Was Maike Wetzel erzählt, sind dunkle Märchen des Alltags. Manche wirken wie ein Alptraum oder ein Drogenrausch, Geschichten, die so schemenhaft bleiben, dass man alles oder nichts in sie hineingeheimnissen kann. Schweden wird zum Traumland, in dem die Welt noch in Ordnung ist und der Nachbar zum König, sein Haus zum Palast, der Keller zum Verlies. Was wirklich passiert, bleibt offen. Und das macht die Geschichten so spannend. Hinter jeder Fassade gibt es eine Parallelwelt, ein Irrenhaus oder ein Meer von Autowracks.
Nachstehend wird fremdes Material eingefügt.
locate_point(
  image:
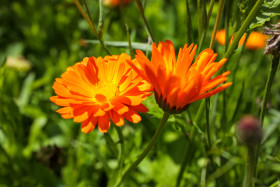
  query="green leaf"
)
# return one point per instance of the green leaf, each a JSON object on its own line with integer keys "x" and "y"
{"x": 269, "y": 9}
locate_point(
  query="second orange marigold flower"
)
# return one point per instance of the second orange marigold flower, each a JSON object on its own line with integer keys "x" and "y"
{"x": 177, "y": 83}
{"x": 98, "y": 90}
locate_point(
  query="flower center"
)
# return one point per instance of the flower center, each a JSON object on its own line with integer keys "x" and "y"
{"x": 104, "y": 90}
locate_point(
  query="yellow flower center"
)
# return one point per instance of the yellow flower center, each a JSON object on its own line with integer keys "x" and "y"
{"x": 104, "y": 91}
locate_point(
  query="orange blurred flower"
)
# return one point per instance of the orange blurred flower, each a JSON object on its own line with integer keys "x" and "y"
{"x": 115, "y": 3}
{"x": 177, "y": 83}
{"x": 99, "y": 89}
{"x": 256, "y": 40}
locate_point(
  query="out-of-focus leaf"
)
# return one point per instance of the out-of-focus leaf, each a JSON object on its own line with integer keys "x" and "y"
{"x": 18, "y": 63}
{"x": 36, "y": 136}
{"x": 245, "y": 7}
{"x": 134, "y": 45}
{"x": 269, "y": 9}
{"x": 25, "y": 93}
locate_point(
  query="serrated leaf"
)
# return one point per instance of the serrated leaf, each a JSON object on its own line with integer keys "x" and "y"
{"x": 269, "y": 9}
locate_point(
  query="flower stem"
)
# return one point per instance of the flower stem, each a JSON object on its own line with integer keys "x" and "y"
{"x": 271, "y": 75}
{"x": 189, "y": 24}
{"x": 272, "y": 72}
{"x": 146, "y": 150}
{"x": 121, "y": 153}
{"x": 140, "y": 7}
{"x": 221, "y": 5}
{"x": 243, "y": 28}
{"x": 189, "y": 149}
{"x": 250, "y": 166}
{"x": 89, "y": 21}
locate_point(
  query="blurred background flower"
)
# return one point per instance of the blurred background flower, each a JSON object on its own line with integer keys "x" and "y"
{"x": 115, "y": 3}
{"x": 256, "y": 40}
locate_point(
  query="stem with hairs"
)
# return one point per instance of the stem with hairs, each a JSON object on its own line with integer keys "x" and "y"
{"x": 140, "y": 7}
{"x": 89, "y": 21}
{"x": 243, "y": 27}
{"x": 146, "y": 150}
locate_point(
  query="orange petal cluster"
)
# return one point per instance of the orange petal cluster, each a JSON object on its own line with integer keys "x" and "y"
{"x": 177, "y": 83}
{"x": 115, "y": 3}
{"x": 98, "y": 90}
{"x": 256, "y": 40}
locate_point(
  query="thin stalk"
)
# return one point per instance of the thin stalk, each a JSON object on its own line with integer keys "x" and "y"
{"x": 189, "y": 24}
{"x": 202, "y": 17}
{"x": 129, "y": 41}
{"x": 140, "y": 7}
{"x": 243, "y": 27}
{"x": 271, "y": 75}
{"x": 121, "y": 153}
{"x": 218, "y": 18}
{"x": 111, "y": 144}
{"x": 227, "y": 21}
{"x": 189, "y": 149}
{"x": 146, "y": 150}
{"x": 98, "y": 35}
{"x": 250, "y": 166}
{"x": 202, "y": 39}
{"x": 207, "y": 104}
{"x": 85, "y": 4}
{"x": 210, "y": 10}
{"x": 100, "y": 20}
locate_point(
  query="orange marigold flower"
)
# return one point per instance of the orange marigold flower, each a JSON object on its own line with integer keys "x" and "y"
{"x": 99, "y": 89}
{"x": 256, "y": 40}
{"x": 115, "y": 3}
{"x": 177, "y": 83}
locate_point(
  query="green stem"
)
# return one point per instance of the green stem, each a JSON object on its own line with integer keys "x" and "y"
{"x": 250, "y": 166}
{"x": 146, "y": 150}
{"x": 271, "y": 75}
{"x": 202, "y": 18}
{"x": 111, "y": 144}
{"x": 129, "y": 40}
{"x": 189, "y": 151}
{"x": 207, "y": 104}
{"x": 189, "y": 24}
{"x": 243, "y": 27}
{"x": 227, "y": 22}
{"x": 100, "y": 20}
{"x": 218, "y": 18}
{"x": 210, "y": 10}
{"x": 140, "y": 7}
{"x": 121, "y": 153}
{"x": 98, "y": 35}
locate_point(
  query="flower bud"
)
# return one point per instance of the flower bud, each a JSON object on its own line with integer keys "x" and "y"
{"x": 249, "y": 131}
{"x": 273, "y": 44}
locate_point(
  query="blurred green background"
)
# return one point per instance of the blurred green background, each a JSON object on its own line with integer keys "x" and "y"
{"x": 40, "y": 39}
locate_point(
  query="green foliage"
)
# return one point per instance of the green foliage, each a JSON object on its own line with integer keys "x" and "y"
{"x": 39, "y": 148}
{"x": 268, "y": 10}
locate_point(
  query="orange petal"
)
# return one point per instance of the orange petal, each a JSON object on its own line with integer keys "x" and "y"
{"x": 132, "y": 116}
{"x": 104, "y": 123}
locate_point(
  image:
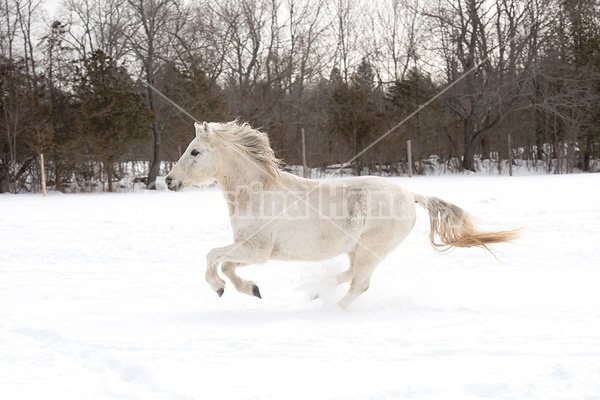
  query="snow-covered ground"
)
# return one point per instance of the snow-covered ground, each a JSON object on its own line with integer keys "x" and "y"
{"x": 103, "y": 296}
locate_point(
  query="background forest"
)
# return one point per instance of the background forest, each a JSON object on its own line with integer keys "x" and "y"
{"x": 518, "y": 76}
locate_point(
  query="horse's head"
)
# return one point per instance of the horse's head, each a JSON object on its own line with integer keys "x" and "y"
{"x": 198, "y": 163}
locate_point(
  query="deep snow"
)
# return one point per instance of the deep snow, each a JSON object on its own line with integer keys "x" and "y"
{"x": 103, "y": 296}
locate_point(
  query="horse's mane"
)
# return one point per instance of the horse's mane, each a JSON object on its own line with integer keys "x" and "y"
{"x": 252, "y": 142}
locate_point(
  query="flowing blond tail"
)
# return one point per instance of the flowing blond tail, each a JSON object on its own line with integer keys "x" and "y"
{"x": 455, "y": 228}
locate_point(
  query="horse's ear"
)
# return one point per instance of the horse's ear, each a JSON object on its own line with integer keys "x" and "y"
{"x": 203, "y": 129}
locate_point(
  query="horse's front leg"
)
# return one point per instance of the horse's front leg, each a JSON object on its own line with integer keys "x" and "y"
{"x": 231, "y": 257}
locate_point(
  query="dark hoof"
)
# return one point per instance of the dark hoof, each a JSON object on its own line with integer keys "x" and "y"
{"x": 255, "y": 291}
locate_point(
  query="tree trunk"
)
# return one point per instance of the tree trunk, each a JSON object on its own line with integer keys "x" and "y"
{"x": 469, "y": 145}
{"x": 156, "y": 158}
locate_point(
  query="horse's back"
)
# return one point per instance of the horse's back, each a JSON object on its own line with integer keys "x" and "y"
{"x": 340, "y": 213}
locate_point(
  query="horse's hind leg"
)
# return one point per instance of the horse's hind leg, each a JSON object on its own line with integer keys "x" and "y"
{"x": 241, "y": 285}
{"x": 346, "y": 276}
{"x": 365, "y": 262}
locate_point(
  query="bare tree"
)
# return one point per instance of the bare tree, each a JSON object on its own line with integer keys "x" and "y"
{"x": 150, "y": 39}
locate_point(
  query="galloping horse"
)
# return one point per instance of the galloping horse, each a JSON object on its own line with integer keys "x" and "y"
{"x": 280, "y": 216}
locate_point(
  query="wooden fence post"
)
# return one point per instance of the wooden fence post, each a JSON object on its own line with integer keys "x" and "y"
{"x": 303, "y": 154}
{"x": 509, "y": 156}
{"x": 43, "y": 171}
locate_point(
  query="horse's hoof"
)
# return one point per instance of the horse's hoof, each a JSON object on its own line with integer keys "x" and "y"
{"x": 255, "y": 291}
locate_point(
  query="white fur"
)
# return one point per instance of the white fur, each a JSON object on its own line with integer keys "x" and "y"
{"x": 280, "y": 216}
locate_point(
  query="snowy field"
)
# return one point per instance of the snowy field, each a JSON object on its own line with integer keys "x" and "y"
{"x": 102, "y": 296}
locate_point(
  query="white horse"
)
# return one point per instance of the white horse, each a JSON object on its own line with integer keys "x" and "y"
{"x": 280, "y": 216}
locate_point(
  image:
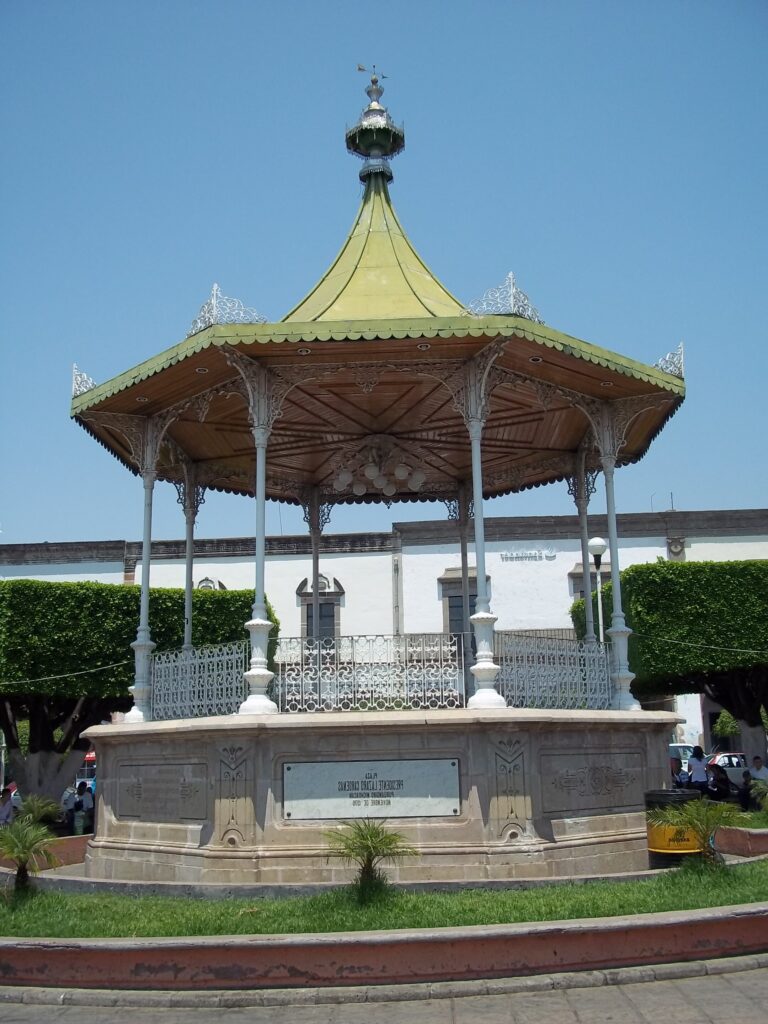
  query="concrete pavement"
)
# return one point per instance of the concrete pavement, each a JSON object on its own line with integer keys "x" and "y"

Manche Geschichten werden ganz beiläufig erzählt, als gehe die Erzählerin das alles nichts an und als habe sie mit den Personen nichts zu tun. Maike Wetzel hält sich sehr zurück. Es ist nicht ihr Leben, das sie beschreibt, es ist irgendein Leben. So gelingt es, ein Gefühl der Kälte und Ausweglosigkeit herzustellen. »Hochzeiten« ist im Unterschied zu »Sommerhaus, später« hart und verstörend. Maike Wetzel ist eben doch nicht Judith Hermann.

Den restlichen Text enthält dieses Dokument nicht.